Scripture alone is a single point. This is not a slander against the Bible, it is an observation about what happens when sincere, intelligent, devoted people each draw their own line through it. The result is not one faith but tens of thousands of denominations, each convinced its line is the true one, each drawing from the same point at a slightly different angle, and none able to demonstrate from the point alone that theirs is correct. That fragmentation is not a scandal that happened to the Bible, it is the predictable geometry of a single authority, because one point cannot fix a line.

This is the necessity the Book of Mormon answers, not as a new gospel or a competing point, but as a second witness to the same Christ, a second point that fixes the line. It is precisely what you would need if the problem were that a single authority can be read in infinite directions, and it is precisely what a restoration would provide. Whether it is what it claims to be is, again, a question to be settled on its own merits, yet the shape of the need is real, and it is visible in the fractured map of a Christianity that has only ever had one point to reason from.

The Plane of Contention

So where does this leave the debate?

It leaves it exactly where the thesis placed it. The argument must be had on the plane of whether the Restoration is real, whether the Book of Mormon is the word of God, and whether Joseph Smith was a prophet, because those are the propositions that actually carry the weight, and every other dispute is downstream of them. If the Restoration is real, then the apostasy was real, the need for it was real, the scriptural warrant for it resolves in its favor, and the correct interpretation of the contested verses is the one consistent with it, so all of it follows as a consequence. If the Restoration is not real, then none of those subsidiary debates were ever going to save it. Either way, they cannot be used to settle the question, because they are results of the question rather than inputs to it.

This is why the scriptural retreat must be recognized for what it is and declined. When an opponent reaches for a verse and their interpretation of it, the temptation is to meet them there and fight interpretation with interpretation, because it feels like engaging, when it is the opposite of engaging. It is following them off the plane where the actual question lives and onto a plane where nothing can be decided, because both sides arrive already assuming they are right. The discipline this requires is to keep returning, patiently and persistently, to the only ground that matters, not "here is my better reading of that verse," but "the meaning of that verse depends on whether the Restoration is real, which is the thing we are actually here to discuss, so let us discuss it."

This is not a dodge, because a dodge avoids the real question and this does the reverse, refusing every invitation to avoid the real question by getting lost in a non-sequitur.
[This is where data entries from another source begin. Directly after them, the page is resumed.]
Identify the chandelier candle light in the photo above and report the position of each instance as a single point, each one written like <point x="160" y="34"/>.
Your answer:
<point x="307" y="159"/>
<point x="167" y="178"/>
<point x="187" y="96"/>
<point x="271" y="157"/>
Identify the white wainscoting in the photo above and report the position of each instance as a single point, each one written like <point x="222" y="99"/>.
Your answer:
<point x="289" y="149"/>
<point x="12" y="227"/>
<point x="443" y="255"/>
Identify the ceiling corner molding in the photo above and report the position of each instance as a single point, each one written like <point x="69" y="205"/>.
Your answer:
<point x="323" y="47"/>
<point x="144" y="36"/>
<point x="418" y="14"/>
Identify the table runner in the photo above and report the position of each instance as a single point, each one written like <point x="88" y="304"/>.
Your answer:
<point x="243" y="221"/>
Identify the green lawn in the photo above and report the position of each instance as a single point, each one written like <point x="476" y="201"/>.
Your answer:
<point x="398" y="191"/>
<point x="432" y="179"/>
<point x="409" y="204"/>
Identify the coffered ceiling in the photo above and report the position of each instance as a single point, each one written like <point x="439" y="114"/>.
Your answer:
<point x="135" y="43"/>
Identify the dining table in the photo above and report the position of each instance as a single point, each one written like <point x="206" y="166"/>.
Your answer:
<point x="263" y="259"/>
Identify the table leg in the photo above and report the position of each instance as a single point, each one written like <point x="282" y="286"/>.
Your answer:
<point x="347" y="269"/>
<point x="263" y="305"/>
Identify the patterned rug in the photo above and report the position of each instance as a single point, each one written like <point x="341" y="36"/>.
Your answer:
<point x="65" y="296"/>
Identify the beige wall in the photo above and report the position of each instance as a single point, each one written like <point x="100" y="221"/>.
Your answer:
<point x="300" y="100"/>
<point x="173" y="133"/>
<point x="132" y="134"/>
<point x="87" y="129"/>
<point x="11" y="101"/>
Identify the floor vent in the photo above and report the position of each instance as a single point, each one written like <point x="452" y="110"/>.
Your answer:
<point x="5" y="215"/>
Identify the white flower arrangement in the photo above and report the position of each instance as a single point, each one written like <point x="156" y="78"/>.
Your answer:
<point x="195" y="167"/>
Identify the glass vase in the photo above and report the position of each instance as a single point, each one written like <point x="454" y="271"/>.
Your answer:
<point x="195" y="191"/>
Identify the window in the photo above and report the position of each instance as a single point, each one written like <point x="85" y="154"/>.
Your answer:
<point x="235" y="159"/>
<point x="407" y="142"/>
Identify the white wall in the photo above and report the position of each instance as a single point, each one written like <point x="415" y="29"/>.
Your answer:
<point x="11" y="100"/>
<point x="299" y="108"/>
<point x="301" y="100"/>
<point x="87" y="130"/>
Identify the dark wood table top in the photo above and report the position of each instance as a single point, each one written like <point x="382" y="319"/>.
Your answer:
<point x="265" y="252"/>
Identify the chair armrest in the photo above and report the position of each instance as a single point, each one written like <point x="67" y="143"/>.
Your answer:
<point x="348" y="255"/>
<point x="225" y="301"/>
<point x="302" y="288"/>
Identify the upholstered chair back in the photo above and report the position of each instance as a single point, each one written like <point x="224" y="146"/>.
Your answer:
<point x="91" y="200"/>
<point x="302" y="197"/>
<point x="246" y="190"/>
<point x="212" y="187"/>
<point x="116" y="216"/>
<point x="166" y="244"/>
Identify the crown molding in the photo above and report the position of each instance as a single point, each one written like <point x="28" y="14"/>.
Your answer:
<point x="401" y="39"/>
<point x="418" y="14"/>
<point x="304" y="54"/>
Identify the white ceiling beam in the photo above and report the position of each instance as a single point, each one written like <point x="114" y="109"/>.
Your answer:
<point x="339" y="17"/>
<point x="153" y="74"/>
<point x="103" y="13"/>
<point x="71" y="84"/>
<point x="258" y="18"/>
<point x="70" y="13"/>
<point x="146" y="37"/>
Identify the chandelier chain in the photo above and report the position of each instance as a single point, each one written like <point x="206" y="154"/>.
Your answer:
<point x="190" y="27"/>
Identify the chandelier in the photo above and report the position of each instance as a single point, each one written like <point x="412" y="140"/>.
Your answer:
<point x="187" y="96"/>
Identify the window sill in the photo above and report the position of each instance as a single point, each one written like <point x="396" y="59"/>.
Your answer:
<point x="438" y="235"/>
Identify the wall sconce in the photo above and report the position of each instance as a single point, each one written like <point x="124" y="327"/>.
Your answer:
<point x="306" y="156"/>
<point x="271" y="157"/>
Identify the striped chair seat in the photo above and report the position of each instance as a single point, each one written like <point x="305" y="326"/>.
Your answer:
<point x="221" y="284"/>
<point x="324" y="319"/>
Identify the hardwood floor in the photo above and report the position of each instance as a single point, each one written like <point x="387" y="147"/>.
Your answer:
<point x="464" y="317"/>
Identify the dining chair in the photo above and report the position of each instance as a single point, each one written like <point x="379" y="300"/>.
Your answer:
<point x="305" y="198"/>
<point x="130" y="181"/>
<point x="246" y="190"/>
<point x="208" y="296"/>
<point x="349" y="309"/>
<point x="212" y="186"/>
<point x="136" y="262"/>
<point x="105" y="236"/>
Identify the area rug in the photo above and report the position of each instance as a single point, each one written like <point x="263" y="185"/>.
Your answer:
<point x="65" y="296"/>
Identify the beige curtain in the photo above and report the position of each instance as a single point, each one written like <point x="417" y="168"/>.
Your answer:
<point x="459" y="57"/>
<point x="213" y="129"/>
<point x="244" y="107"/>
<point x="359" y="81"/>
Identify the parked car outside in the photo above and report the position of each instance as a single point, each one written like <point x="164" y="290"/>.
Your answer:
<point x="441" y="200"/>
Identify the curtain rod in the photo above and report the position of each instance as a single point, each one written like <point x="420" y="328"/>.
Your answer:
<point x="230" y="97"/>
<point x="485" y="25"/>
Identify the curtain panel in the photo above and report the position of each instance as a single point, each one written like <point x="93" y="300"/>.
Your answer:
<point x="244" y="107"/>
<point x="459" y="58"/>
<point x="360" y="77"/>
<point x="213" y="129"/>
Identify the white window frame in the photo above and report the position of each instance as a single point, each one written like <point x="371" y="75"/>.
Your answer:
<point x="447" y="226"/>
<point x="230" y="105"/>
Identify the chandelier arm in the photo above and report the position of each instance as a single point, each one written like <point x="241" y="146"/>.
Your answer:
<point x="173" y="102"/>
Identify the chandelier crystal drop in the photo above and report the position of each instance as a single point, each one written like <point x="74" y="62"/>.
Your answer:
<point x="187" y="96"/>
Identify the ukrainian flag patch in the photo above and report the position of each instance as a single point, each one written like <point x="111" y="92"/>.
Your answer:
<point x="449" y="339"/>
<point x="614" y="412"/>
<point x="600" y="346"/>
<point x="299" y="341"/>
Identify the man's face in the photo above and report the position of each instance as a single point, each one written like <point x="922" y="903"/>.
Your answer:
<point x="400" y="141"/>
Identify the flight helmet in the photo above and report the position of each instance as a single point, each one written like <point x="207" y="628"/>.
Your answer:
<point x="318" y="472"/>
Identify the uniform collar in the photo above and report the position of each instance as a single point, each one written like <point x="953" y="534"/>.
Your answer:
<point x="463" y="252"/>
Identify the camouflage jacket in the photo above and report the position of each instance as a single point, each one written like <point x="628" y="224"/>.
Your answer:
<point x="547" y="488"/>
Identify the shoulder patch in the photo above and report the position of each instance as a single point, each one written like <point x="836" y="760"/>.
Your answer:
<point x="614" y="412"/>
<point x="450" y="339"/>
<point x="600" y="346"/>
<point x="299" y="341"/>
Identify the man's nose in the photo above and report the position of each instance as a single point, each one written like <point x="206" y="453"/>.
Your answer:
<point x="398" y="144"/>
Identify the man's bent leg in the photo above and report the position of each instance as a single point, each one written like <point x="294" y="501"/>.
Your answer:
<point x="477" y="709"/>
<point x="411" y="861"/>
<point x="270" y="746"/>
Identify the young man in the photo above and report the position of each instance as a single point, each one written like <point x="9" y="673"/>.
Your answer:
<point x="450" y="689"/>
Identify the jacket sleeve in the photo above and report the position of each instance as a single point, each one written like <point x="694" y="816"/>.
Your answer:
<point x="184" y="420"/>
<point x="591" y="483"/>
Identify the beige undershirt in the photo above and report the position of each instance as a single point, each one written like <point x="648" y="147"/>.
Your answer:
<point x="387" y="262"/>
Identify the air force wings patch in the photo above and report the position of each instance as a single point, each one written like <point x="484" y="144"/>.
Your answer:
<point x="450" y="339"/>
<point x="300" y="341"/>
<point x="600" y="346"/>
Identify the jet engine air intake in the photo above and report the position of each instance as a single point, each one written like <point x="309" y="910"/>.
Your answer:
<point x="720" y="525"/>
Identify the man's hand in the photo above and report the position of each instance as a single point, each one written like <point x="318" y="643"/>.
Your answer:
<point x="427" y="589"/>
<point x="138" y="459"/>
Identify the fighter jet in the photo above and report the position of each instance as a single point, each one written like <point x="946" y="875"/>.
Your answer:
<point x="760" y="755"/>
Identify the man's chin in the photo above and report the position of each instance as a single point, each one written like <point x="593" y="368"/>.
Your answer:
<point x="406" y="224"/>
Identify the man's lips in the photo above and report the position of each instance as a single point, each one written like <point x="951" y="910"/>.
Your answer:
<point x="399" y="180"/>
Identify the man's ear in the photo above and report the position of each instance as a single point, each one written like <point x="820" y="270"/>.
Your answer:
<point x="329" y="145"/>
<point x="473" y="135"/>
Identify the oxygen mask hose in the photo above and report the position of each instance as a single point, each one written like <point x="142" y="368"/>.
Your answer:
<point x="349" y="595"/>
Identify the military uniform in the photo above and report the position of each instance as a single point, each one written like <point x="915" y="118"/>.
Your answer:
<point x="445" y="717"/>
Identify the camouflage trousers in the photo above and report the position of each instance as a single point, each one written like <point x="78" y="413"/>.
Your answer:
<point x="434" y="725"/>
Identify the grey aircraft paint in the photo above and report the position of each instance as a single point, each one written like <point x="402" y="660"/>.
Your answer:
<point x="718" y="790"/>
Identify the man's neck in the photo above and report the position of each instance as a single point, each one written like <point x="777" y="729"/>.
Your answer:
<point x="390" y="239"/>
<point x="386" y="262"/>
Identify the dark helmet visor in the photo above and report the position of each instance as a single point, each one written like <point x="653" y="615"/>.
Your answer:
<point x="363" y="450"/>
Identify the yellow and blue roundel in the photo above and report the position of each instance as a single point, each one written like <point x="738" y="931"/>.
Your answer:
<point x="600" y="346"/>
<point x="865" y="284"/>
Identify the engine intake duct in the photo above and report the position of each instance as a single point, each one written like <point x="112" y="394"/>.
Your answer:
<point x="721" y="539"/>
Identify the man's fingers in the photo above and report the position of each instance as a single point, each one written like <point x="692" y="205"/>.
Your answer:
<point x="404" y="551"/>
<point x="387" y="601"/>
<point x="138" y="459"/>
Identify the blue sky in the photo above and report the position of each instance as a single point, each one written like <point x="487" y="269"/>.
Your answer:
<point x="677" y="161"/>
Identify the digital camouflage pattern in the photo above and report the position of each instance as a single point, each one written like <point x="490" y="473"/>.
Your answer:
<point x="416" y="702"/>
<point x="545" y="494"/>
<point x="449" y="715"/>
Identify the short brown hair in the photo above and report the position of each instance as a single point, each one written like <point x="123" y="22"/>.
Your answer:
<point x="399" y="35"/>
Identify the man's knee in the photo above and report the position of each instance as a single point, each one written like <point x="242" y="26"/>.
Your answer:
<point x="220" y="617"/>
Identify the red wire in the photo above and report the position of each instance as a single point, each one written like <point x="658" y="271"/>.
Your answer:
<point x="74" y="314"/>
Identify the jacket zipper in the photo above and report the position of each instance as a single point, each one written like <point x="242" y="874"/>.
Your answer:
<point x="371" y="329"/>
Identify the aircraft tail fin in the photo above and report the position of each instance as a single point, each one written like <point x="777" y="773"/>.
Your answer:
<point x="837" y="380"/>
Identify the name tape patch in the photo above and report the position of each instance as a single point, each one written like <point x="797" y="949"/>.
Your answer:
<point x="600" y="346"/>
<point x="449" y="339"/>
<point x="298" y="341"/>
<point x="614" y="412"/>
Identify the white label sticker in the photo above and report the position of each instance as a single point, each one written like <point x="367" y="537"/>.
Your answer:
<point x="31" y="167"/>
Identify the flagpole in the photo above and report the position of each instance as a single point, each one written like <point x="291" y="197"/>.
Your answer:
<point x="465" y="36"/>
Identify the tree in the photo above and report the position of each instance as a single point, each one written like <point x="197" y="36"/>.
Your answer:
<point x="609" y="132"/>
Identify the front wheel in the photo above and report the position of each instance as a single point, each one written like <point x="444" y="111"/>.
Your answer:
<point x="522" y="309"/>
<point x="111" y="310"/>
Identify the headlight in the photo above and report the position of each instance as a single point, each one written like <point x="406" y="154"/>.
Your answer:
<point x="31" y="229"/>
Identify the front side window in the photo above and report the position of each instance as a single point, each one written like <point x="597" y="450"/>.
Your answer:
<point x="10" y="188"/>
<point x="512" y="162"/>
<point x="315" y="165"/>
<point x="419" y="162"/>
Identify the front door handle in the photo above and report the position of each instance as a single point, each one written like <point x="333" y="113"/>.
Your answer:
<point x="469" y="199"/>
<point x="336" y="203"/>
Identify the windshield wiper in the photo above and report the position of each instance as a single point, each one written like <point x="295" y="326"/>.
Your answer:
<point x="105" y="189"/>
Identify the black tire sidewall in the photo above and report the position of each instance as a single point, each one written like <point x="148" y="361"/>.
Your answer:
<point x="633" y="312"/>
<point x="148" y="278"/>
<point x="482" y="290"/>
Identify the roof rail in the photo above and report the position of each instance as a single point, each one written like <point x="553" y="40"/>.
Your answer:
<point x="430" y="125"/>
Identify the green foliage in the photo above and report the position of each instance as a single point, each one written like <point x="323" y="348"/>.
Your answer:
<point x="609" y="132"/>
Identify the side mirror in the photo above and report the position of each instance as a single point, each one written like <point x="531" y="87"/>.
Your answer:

The interpretations can wait, and they will, in fact, take care of themselves the moment the authority question is answered, because interpretation is downstream of authority and always has been. Establish whose authority is genuine and the readings fall into place behind it. Argue the readings first and you will argue forever, in a circle, from a single point, drawing line after line after line, and never once touching the question of whether there was a second point all along.